Donald Trump’s Muslim Ban Is Cowardly and Dangerous

By The EDITORIAL BOARD

First, reflect on the cruelty of President Trump’s decision on Friday to indefinitely suspend the resettlement of Syrian refugees and temporarily ban people from seven predominantly Muslim nations from entering the United States. It took just hours to begin witnessing the injury and suffering this ban inflicts on families that had every reason to believe they had outrun carnage and despotism in their homelands to arrive in a singularly hopeful nation.

The first casualties of this bigoted, cowardly, self-defeating policy were detained early Saturday at American airports just hours after the executive order, ludicrously titled “Protecting the Nation From Foreign Terrorist Entry Into the United States,” went into effect. A federal judge in Brooklyn on Saturday evening issued an emergency stay, ordering that those stuck at the airports not be returned to their home countries. But the future of all the others subject to the executive order is far from settled.

It must have felt like the worst trick of fate for these refugees to hit the wall of Donald Trump’s political posturing at the very last step of a yearslong, rigorous vetting process. This ban will also disrupt the lives and careers of potentially hundreds of thousands of immigrants who have been cleared to live in America under visas. On Saturday, as mass protests against that ban were held in various cities, the White House scaled back the reach of the policy, though not by much, exempting legal permanent residents.

That the order, breathtaking in scope and inflammatory in tone, was issued on Holocaust Remembrance Day spoke of the president’s callousness and indifference to history, to America’s deepest lessons about its own values.

The order lacks any logic. It invokes the attacks of Sept. 11 as a rationale, while exempting the countries of origin of all the hijackers who carried out that plot and also, perhaps not coincidentally, several countries where the Trump family does business. The document does not explicitly mention any religion, yet it sets a blatantly unconstitutional standard by excluding Muslims while giving government officials the discretion to admit people of other faiths.
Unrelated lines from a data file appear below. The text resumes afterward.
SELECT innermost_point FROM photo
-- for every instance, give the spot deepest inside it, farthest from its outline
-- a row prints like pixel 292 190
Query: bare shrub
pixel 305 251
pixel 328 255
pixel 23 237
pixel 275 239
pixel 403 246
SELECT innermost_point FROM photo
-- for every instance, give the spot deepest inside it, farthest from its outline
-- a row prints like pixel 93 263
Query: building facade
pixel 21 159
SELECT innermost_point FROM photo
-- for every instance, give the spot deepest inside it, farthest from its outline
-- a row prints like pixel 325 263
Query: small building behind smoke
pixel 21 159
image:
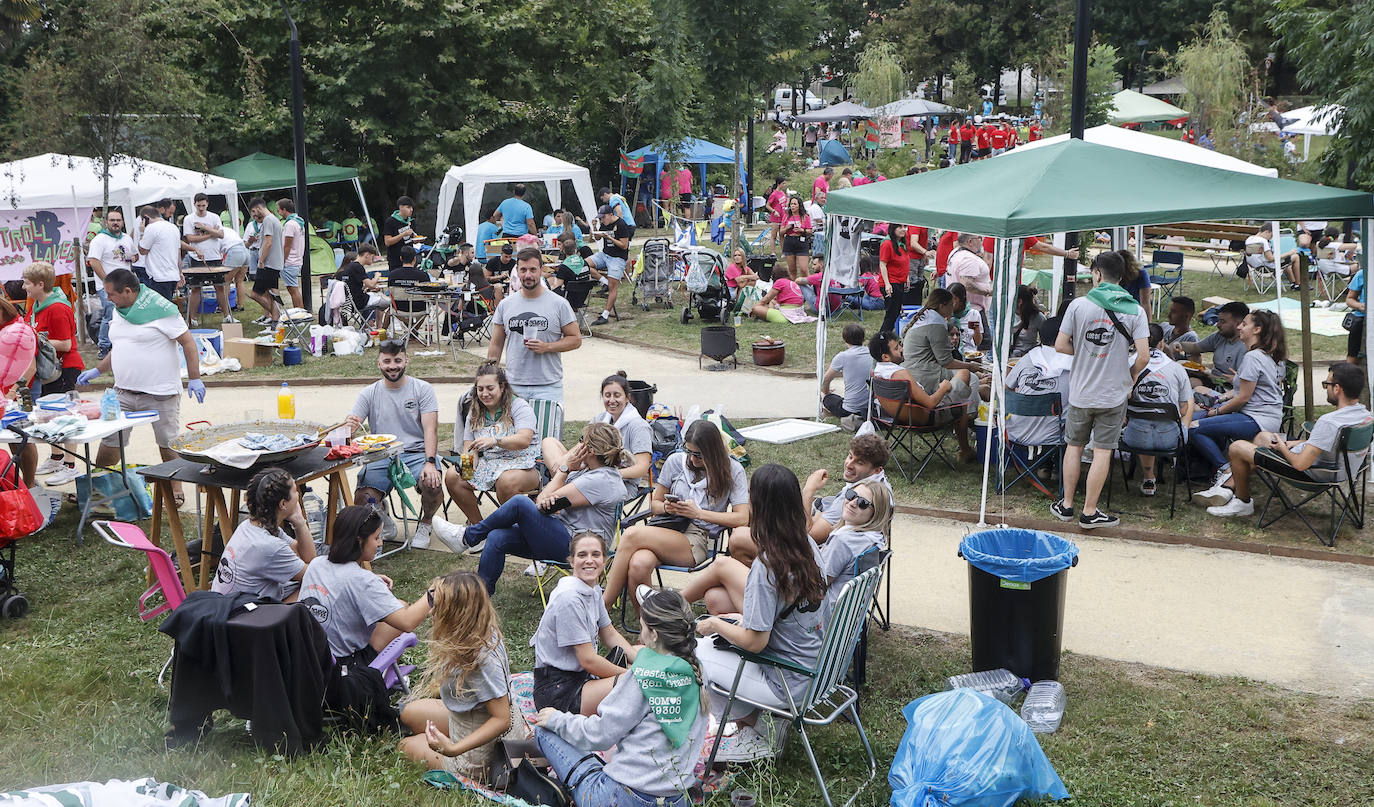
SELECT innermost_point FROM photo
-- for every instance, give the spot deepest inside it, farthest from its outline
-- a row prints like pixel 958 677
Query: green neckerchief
pixel 1113 297
pixel 672 692
pixel 149 305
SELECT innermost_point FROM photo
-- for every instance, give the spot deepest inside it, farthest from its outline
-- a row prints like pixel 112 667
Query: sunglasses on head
pixel 859 501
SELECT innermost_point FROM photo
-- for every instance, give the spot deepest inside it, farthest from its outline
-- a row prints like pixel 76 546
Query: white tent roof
pixel 514 162
pixel 1167 147
pixel 62 180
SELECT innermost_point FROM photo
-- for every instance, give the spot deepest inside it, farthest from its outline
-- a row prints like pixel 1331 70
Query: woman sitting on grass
pixel 469 672
pixel 654 718
pixel 260 558
pixel 569 675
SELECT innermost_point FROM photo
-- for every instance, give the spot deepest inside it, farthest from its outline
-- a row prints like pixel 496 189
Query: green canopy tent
pixel 1075 186
pixel 1130 106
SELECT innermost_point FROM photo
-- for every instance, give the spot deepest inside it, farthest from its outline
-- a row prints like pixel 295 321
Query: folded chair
pixel 826 699
pixel 904 422
pixel 1344 487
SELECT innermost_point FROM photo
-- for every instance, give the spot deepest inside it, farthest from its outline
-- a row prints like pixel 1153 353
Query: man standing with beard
pixel 408 408
pixel 544 326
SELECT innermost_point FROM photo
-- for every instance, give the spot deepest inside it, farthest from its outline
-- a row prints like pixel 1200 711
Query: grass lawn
pixel 83 703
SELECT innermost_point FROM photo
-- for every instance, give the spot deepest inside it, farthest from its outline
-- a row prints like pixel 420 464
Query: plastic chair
pixel 826 699
pixel 1347 495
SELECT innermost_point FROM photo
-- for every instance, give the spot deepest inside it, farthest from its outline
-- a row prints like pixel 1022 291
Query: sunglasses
pixel 859 501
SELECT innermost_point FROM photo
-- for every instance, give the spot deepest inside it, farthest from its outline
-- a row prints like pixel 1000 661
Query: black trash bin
pixel 1017 583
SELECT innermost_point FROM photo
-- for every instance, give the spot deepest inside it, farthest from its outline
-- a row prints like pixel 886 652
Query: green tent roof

The order’s language makes clear that the xenophobia and Islamophobia that permeated Mr. Trump’s campaign are to stain his presidency as well. Un-American as they are, they are now American policy. “The United States must ensure that those admitted to this country do not bear hostile attitudes toward it and its founding principles,” the order says, conveying the spurious notion that all Muslims should be considered a threat. (It further claims to spare America from people who would commit acts of violence against women and those who persecute people on the basis of race, gender or sexual orientation. A president who bragged about sexually assaulting women and a vice president who has supported policies that discriminate against gay people might well fear that standard themselves.)

The unrighteousness of this new policy should be enough to prompt the courts, Congress and responsible members of Mr. Trump’s cabinet to reverse it immediately. But there is an even more compelling reason: It is extremely dangerous. Extremist groups will trumpet this order to spread the notion, today more credible than ever, that the United States is at war with Islam rather than targeting terrorists. They want nothing more than a fearful, recklessly belligerent America; so, if anything, this ban will heighten their efforts to strike at Americans, to provoke yet further overreaction from a volatile and inexperienced president.

American allies in the Middle East will reasonably question why they should cooperate with, and defer to, the United States while its top officials vilify their faith. Afghans and Iraqis supporting American military operations would be justified in reassessing the merits of taking enormous risks for a government that is bold enough to drop bombs on their homelands but too frightened to provide a haven to their most vulnerable compatriots, and perhaps to them as well. Republicans in Congress who remain quiet or tacitly supportive of the ban should recognize that history will remember them as cowards.

There may be no one better positioned to force a suspension of this policy than Mr. Trump’s secretary of defense, Jim Mattis. Mr. Mattis was clear-eyed about the dangers of a proposed Muslim ban during the election, saying that American allies were reasonably wondering if “we have lost faith in reason.” He added: “This kind of thing is causing us great damage right now, and it’s sending shock waves through this international system.”

His silence now is alarming to all who admire his commitment to American security. Mr. Mattis and other senior government officials who know better cannot lend their names to this travesty. Doing so would do more than tarnish their professional reputations. It would make them complicit in abdicating American values and endangering their fellow citizens.